# Confusion (5) from Weinberg's QFT.(invariance of S-matrix)

1. Aug 10, 2011

### kof9595995

At the beginning of section 3.3, he says lorentz invariance of S-matrix means the same unitary operator acts on both in and out states. I feel a bit blur about this since he doesn't give any concrete example. Say the eletron-positron annihilation process, we have 1 electron, 1 positron, 0 photon as in state, and 0 electron, 0 positron, 2 photons as out state, we know lorentz group has different representations on electrons and photons, then how shall we have the same unitary operator of both in and out states in such process?

2. Aug 10, 2011

### meopemuk

I prefer a different definition of the Lorentz invariance of scattering.
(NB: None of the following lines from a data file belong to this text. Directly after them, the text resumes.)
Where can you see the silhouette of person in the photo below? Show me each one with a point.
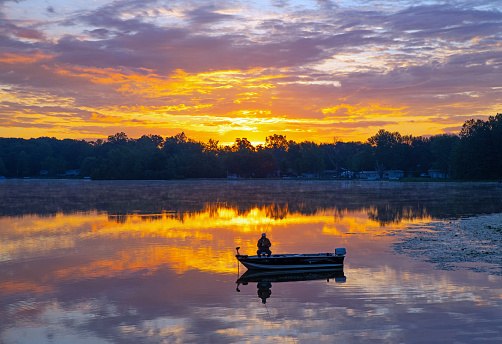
(264, 246)
(264, 291)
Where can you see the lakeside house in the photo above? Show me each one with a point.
(437, 174)
(387, 174)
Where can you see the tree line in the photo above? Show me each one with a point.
(476, 153)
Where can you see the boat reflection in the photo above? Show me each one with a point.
(265, 278)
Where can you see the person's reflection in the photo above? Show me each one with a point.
(264, 291)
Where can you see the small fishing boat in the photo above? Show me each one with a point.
(293, 261)
(291, 275)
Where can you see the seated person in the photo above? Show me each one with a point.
(264, 246)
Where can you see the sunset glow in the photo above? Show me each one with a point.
(188, 241)
(310, 70)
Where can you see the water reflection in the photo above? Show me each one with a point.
(94, 273)
(387, 202)
(264, 279)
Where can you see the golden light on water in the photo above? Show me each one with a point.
(204, 241)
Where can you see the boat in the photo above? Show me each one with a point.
(293, 261)
(291, 275)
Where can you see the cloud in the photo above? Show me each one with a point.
(231, 59)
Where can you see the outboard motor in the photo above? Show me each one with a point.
(340, 251)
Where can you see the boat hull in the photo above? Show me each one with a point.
(292, 261)
(291, 275)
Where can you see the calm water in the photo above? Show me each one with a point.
(153, 262)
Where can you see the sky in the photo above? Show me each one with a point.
(317, 70)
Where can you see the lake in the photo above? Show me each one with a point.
(154, 262)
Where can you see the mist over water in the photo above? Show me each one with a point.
(153, 262)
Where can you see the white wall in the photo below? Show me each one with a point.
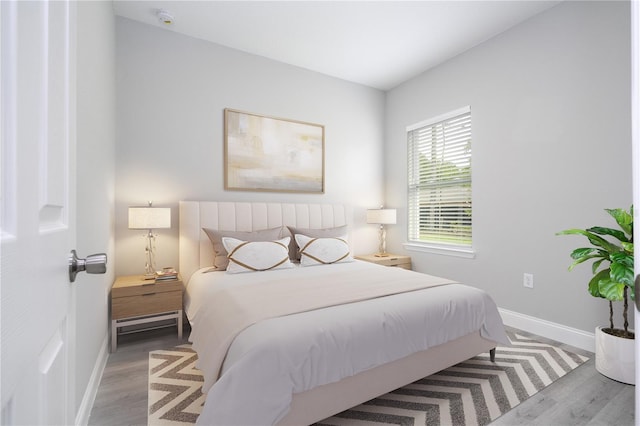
(95, 186)
(171, 92)
(550, 103)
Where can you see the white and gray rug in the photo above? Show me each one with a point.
(474, 392)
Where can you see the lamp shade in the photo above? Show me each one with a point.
(381, 216)
(149, 217)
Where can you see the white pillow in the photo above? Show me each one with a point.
(251, 256)
(323, 251)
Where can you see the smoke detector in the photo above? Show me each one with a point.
(165, 17)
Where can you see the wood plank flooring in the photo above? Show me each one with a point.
(583, 397)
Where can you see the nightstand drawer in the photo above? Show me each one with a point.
(135, 286)
(392, 260)
(146, 304)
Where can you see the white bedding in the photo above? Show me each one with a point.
(275, 358)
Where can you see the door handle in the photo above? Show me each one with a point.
(636, 289)
(94, 264)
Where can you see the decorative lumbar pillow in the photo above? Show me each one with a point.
(323, 251)
(252, 256)
(337, 232)
(220, 260)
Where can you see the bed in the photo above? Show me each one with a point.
(331, 351)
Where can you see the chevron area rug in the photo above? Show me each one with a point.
(474, 392)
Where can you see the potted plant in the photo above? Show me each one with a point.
(612, 253)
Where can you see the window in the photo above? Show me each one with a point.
(439, 155)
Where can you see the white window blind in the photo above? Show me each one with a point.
(439, 155)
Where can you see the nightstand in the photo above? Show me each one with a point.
(394, 260)
(135, 301)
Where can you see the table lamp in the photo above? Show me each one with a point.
(149, 218)
(382, 217)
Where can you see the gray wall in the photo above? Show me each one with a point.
(95, 182)
(171, 92)
(550, 104)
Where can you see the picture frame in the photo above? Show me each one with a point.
(263, 153)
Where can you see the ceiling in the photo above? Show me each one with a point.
(375, 43)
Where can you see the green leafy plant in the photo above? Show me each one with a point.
(612, 268)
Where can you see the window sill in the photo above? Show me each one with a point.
(467, 253)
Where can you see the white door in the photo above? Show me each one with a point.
(38, 211)
(635, 135)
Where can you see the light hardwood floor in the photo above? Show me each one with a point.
(583, 397)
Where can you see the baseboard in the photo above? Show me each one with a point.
(82, 417)
(561, 333)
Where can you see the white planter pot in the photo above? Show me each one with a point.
(615, 357)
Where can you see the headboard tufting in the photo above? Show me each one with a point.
(195, 249)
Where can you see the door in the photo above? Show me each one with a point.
(635, 136)
(38, 211)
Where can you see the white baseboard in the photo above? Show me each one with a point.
(561, 333)
(82, 417)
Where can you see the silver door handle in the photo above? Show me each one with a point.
(94, 264)
(636, 289)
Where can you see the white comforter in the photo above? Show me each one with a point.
(275, 358)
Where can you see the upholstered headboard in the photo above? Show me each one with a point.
(196, 250)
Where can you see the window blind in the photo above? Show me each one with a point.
(439, 157)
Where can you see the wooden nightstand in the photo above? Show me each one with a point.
(390, 260)
(135, 300)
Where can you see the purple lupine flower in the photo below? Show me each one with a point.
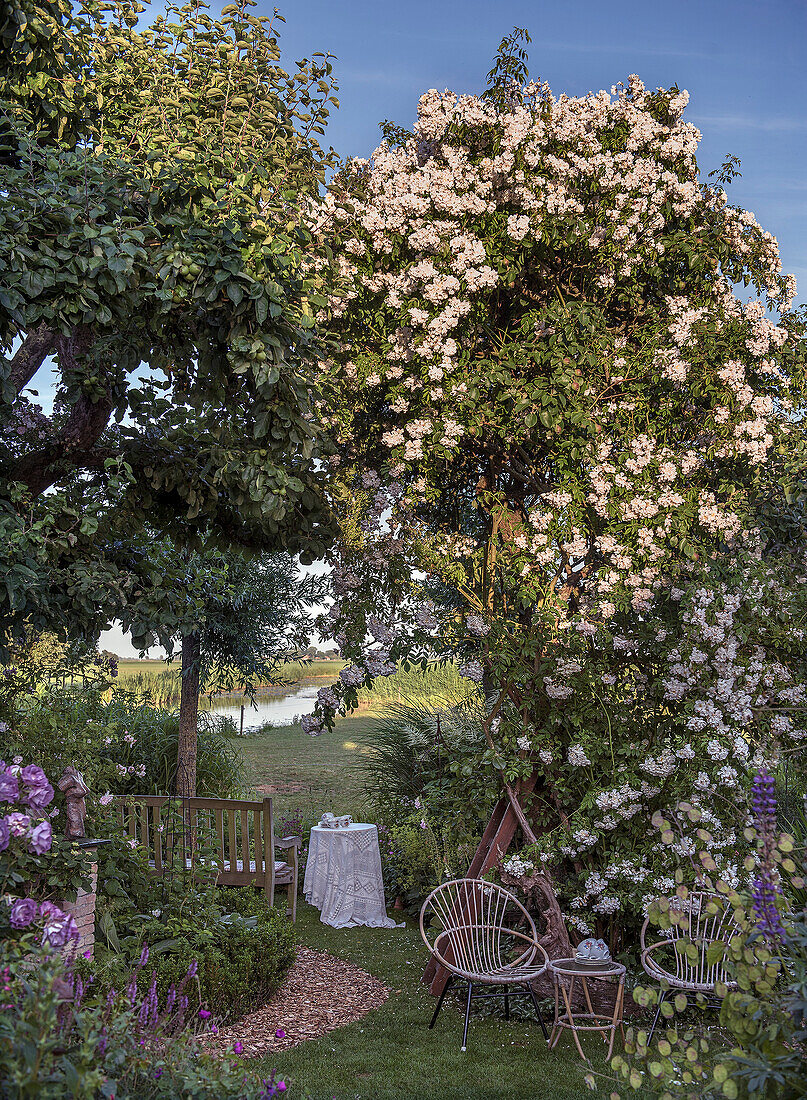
(19, 824)
(41, 838)
(23, 913)
(9, 784)
(40, 792)
(765, 890)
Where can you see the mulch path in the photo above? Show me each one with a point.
(319, 994)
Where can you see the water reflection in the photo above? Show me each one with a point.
(280, 711)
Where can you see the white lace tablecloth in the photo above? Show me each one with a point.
(343, 877)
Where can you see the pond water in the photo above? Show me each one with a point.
(278, 710)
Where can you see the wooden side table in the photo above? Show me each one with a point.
(565, 974)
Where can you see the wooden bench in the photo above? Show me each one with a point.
(241, 833)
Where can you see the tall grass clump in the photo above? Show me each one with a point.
(438, 683)
(419, 750)
(119, 741)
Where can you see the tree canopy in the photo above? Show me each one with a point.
(152, 245)
(583, 430)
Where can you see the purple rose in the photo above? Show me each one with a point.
(9, 784)
(59, 928)
(23, 912)
(41, 838)
(40, 792)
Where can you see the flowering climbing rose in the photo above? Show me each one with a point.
(554, 407)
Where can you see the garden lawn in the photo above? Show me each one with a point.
(308, 774)
(391, 1055)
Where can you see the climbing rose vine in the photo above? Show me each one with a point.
(539, 345)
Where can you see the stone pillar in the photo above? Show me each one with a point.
(83, 909)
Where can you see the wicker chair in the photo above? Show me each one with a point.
(485, 936)
(707, 920)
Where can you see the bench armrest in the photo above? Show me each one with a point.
(287, 842)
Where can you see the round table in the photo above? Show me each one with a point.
(343, 877)
(565, 974)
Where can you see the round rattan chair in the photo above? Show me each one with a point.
(703, 920)
(485, 936)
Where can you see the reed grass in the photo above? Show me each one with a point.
(439, 683)
(162, 684)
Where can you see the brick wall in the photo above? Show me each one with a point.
(84, 913)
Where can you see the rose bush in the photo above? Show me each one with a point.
(36, 866)
(567, 451)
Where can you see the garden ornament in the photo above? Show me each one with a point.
(75, 791)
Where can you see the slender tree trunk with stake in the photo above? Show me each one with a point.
(188, 717)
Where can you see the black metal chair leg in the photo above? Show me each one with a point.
(467, 1015)
(531, 991)
(662, 994)
(446, 987)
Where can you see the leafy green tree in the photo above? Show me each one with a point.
(153, 242)
(230, 618)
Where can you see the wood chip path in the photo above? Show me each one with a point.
(319, 994)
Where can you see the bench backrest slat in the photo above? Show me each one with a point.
(235, 851)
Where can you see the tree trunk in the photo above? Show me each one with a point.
(188, 717)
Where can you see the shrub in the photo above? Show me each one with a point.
(759, 1052)
(432, 754)
(119, 741)
(241, 959)
(35, 864)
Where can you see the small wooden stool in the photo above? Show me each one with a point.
(565, 974)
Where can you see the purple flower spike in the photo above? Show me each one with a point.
(9, 785)
(765, 891)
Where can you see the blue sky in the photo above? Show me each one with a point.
(741, 62)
This definition is purely algebraical, does not involve states, and is applied directly to the S-operator:

$$U_0(\Lambda, a) S U_0^{-1}(\Lambda, a) = S$$

where $U_0$ is the non-interacting representation of the Poincare group.

Eugene.

3. Aug 11, 2011

### dextercioby

The in/out states are multi-particle states, so the unitary operator acting on them is actually an operator acting on a product of different (sub)spaces. For example, the unitary operator corresponding to a photon acts trivially (no change) on a subspace of an electron representation.

4. Aug 11, 2011

### IRobot

I don't have the book with me, but I think several times Weinberg gives explicit examples of $U(\lambda,a)$ acting on states with $\sum_{\sigma'}D_{\sigma,\sigma'} \psi_\sigma$ where the D matrix correspond to the specific representation of the Lorentz Group.

5. Aug 15, 2011

### kof9595995

Thank you all, but somehow I still get a strange feeling somewhere which I can't express clearly. Perhaps I'll come back to this later.